The Emigrant’s Farewell.
I’m leaving you at last, Mary, and all I love behind,
But sure ’tis for your sake I go, a better land to find;
I go to that young isle, Mary, where anger is unknown,
And the children of our widow’d land are cherish’d as her own.
Perhaps in after years I’ll come, unchanged to you again,
And if I win a golden store, I’ll not forget you then.
The peasant’s lowly lot, Mary, I would not have you share,
Altho’ I’m sure you’d bear with me life’s sorrows anywhere.
How happy I had been, Mary, in all that nature will’d,
My cabin by the mountain side, and the ground my father till’d.

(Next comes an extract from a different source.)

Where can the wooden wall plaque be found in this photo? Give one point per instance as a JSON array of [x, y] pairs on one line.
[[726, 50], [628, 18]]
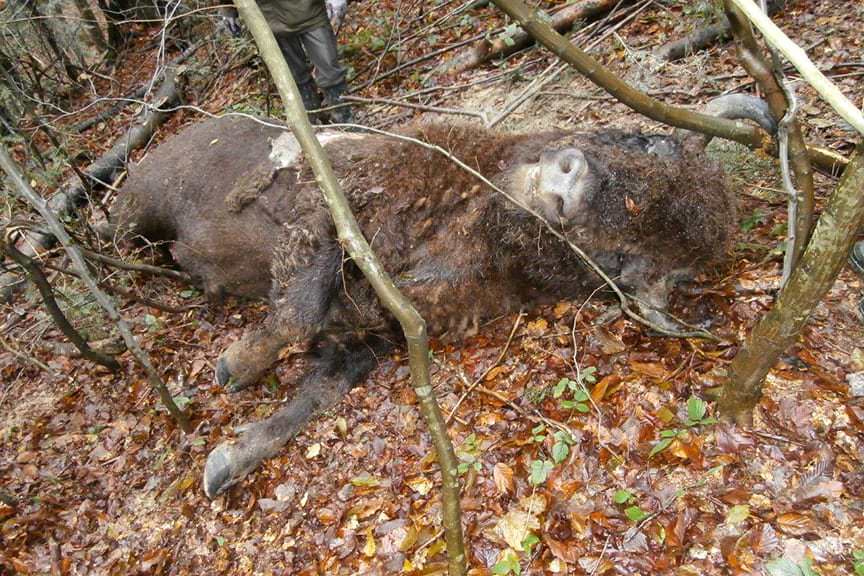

But the landlord with the bailiff came, the poor man’s bitter foe,
And he cast me out to live or die, as God should will it so.
I would not live in Ireland now, for she’s a fallen land,
And the tyrant’s heel on her neck, with her reeking blood-stain’d hand.
There’s not a foot of Irish ground, but’s trodden down by slaves,
Who die unwept, and then are flung, like dogs, into their graves.
My troubles make me grieve, Mary, and I often wish to die,
And I long to find the green churchyard where all my kindred lie.
’Tis pleasant when the heart is broke, to sleep beneath the dust,
But I still hope on for better days, and place in God my trust.
I’m leaving you, my Mary dear, they’re painful words to speak,
My last embrace I’m taking now, and my lips are on your cheek.
The parting hour is drawing near, and the sails wave in the wind,
Oh, fold me closer to your breast, I’ll leave you soon behind.